Auch deshalb müssen wir unser Augenmerk mehr auf die Innenstadt richten, um ein weiteres „Ausbluten“ zu vermeiden. Ziel muss eine attraktive Innenstadt sein!

Wir regen hierzu erneut den zielgerichteten Erwerb von Altimmobilien und Baulücken an. Diese dann abzureisen und als bebaubare Grundstücke zu veräußern oder das Freilassen von Lücken und deren Umgestaltung zu Plätzen der Begegnung ist machbar.

Der Aufgabenbereich unseres Wirtschaftsförderers sollte auf den Bereich „Förderung von Wohnen in der Innenstadt und aktives Leerstandsmanagement“ ausgeweitet werden.

Stichworte wie Nachverdichtung, Nutzung freier, bebaubarer Flächen, Aufteilen von Häusern, Wohnungs- oder Haustausch und Wohnen im Alter, wie im Seniorenforum dargestellt, zeigen die Richtung.  

So gibt es ab April 2023 eine kostenlose Beratung für Hauseigentümer durch Architekten mit dem Ziel, Wohnraum aufzuteilen und Barrierefreiheit zu schaffen. Solche Möglichkeiten sind aktiv zu bewerben.

Die Situation bei der weitern Ausweisung von Bauland ist realistisch zu betrachten. Hier sind die „fetten“ Jahre vorbei. Die bisherige Maxime, dass wir jedem, der bauen möchte, dies auch ermöglichen sollen/müssen, funktioniert nicht mehr bzw. hat auch bisher nur für die gegolten, die sich Bauen finanziell leisten konnten. Was ist mit denen, die finanziell nicht so gut dastehen, die jeden Euro umdrehen müssen?

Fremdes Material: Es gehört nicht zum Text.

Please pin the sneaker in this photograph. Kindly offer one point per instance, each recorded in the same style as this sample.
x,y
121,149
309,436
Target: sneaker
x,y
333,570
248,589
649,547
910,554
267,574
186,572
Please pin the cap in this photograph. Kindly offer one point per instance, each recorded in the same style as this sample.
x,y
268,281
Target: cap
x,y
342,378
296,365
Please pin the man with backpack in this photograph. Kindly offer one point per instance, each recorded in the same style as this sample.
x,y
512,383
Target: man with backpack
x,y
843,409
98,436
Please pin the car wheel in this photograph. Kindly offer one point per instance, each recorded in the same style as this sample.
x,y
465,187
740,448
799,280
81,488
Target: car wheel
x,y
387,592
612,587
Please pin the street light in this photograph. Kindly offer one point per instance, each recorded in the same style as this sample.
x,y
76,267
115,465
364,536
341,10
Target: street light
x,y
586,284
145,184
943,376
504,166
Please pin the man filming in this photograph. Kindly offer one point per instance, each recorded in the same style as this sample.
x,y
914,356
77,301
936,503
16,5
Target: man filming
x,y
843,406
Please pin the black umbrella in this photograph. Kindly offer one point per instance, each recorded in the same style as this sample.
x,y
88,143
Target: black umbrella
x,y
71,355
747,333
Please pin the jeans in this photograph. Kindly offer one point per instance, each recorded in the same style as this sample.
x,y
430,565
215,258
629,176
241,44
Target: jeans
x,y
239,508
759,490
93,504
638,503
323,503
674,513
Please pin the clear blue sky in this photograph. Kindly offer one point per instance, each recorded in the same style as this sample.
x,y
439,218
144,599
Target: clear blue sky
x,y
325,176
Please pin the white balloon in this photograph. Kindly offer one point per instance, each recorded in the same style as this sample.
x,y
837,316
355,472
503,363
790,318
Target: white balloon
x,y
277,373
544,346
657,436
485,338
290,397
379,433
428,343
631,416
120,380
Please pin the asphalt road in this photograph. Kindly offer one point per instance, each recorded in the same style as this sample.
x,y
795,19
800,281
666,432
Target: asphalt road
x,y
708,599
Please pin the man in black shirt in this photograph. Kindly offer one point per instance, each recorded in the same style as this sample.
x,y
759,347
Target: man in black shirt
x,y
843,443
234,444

Wir müssen als Verantwortliche auch an diese Menschen denken und günstigen Wohnraum, auch sozialen, ermöglichen. Das hat die letzten Jahre eindeutig gefehlt.

Hier können wir uns, wie in den vergangenen Jahren mehrfach vorgeschlagen, eine städtische Wohnbaugesellschaft, oder zumindest eine städtische Beteiligung an einer solchen vorstellen.

Die Schulkonzeption und den Neubau der Realschule dürfen wir nicht aus den Augen verlieren. Bei unserer geplanten Klausur sind hier die Weichen zu stellen.

Zusammenfassend möchten wir betonen, dass das geplante Investitionsprogramm sowie die Bewältigung der in den Sach- und Dienstleistungen versteckten Maßnahmen sehr ambitioniert sind. Wir bezweifeln, dass alle geplanten Projekte, wie es die Vergangenheit auch zeigt, realisiert werden können. Die personellen Ressourcen, egal ob eigene oder externe, sowie die Kapazitäten der ausführenden Firmen reichen einfach nicht aus.

Planung sollte realistisch sein!

Zahlreiche Aufgaben werden und müssen uns in der nächsten Zeit beschäftigen. Nicht nur weil sie aktuell sind, sondern weil sie in der Vergangenheit nicht die entsprechende Priorisierung erfahren haben.

Hier unsere „To do“-Liste, ohne Anspruch auf Vollständigkeit:

  • Realisierung der in der Gemeindeordnung vorgeschriebenen Beteiligung von Kindern und Jugendlichen.
  • Regelmäßige Durchführung von Einwohnerversammlungen.
  • Aktive Begleitung der Gesundheitsversorgung unserer Bevölkerung.
  • Umsetzung der Landesglücksspielverordnung, die schon lange fällig ist.
  • Entwicklung hin zu einer „Fair-Trade-Stadt“.
  • Erreichen der Klimaschutzziele durch Schaffung einer Stelle „Klimaschutzmanager“.
  • Weiterentwicklung des Jugendkonzepts, der Schulsozialarbeit und der Integration von ausländischen Mitbürgern.
  • Abschluss der Umsetzung des beschlossenen Friedhofkonzepts und Erlass einer neuen Friedhofssatzung.
  • Weiterer Ausbau des Radwegenetzes, besonders der Verbindung zwischen Mottschieß und Pfullendorf.
  • Durchforstung der Beiträge und Freiwilligkeitsleistungen im Verwaltungshaushalt.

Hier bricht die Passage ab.